The Finch Foundry Museum, owned and operated by the National Trust, is a former corn and cloth mill which became an edge-tool factory in 1814. It was owned by the Finch Brothers until 1960 and made a range of agricultural hand tools including billhooks, scythes and shovels. Three waterwheels drove tilt-hammers, drop-forge hammers, cutting shears, fans for the forges, a grindstone and a polishing wheel. Production finally ceased in 1966, but the National Trust have retained the machinery in operation, still powered by water, and it is well worth taking the time to look round.
Several Sticklepath Quakers sailed with William Penn to America to help found his Quaker colony of Pennsylvania.
There is a fingerpost here indicating the start of the Two Museums Walk by the grassy area known locally as Billy Green.
A little way along on the opposite bank is Cleave Mill. Now renovated as housing, some of the gear used to divert water from the river for power is still obvious. The mill was owned by the Pearse family in the 19th century, this being the family of Tom Pearse of Widecombe Fair fame. The grey mare of the song is said to have been stabled in Sticklepath.
Notice the quotation from Tarka the Otter included in the bridge. Tarka followed this river on his way down from High Dartmoor to the north Devon coast. This river is the Taw, which rises in the great wilderness of north Dartmoor at Cranmere Pool, ultimately to arrive at the north coast beyond Barnstaple.

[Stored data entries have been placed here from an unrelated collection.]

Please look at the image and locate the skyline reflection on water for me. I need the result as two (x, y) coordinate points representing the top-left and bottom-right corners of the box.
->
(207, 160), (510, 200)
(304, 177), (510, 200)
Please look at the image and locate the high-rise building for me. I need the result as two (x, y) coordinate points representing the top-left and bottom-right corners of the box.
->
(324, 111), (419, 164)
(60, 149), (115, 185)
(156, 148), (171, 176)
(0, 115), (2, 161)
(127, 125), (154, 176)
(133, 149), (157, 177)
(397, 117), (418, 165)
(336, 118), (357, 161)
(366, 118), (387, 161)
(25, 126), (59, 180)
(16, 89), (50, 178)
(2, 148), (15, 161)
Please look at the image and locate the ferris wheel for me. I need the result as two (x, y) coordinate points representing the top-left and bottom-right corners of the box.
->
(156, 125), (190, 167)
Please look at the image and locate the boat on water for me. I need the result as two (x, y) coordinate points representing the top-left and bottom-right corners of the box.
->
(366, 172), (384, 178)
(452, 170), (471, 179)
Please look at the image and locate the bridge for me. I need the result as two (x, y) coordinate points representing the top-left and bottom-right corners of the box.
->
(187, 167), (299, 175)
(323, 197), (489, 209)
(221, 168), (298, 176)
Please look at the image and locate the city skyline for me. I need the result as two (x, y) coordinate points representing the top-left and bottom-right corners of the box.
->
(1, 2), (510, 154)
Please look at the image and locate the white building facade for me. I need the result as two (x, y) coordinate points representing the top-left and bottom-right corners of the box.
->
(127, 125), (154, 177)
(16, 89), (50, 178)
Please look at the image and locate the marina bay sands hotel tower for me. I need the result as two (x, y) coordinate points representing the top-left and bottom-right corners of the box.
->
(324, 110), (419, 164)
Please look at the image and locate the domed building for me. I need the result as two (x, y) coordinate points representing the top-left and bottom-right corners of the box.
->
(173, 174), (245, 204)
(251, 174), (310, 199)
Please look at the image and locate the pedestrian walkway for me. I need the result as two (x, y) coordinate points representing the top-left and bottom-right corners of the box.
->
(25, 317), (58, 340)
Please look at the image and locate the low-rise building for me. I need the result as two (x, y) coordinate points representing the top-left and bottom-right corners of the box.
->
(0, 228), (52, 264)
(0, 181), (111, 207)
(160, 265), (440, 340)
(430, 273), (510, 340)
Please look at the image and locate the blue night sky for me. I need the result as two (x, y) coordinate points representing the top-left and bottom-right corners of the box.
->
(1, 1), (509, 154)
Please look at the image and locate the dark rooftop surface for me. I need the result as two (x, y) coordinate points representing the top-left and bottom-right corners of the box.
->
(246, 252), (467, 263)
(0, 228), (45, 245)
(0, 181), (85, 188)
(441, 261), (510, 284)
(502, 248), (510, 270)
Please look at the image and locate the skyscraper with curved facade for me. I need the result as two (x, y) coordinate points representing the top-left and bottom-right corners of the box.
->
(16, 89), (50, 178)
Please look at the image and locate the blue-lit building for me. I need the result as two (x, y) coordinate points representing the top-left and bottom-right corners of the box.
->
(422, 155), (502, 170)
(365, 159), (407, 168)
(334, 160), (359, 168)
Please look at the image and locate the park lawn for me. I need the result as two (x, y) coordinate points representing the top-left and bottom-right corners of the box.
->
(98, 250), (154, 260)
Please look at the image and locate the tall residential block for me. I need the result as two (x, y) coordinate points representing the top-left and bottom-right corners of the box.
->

It will have been obvious for some time that the Taw has cut quite a deep valley in the edge of Dartmoor here. The valley now becomes even more pronounced as the path enters Belstone Cleave. The Cleave features as a location in Tarka the Otter, where Tarka fought, and defeated, the stoat Swagdagger. The book describes the Cleave in words that are still appropriate now, almost eighty years later. The swiftly flowing river, clear brown water and tumbling rapids make Belstone Cleave both picturesque and atmospheric.
As the path rises a better idea of the wooded slopes of the Cleave may be obtained, and soon buildings on the edge of the village at Belstone appear ahead. Nearby, but largely invisible from here, are the remains of Ivy Tor Mine, a tin mine of medieval origin, but also worked in the 1800s.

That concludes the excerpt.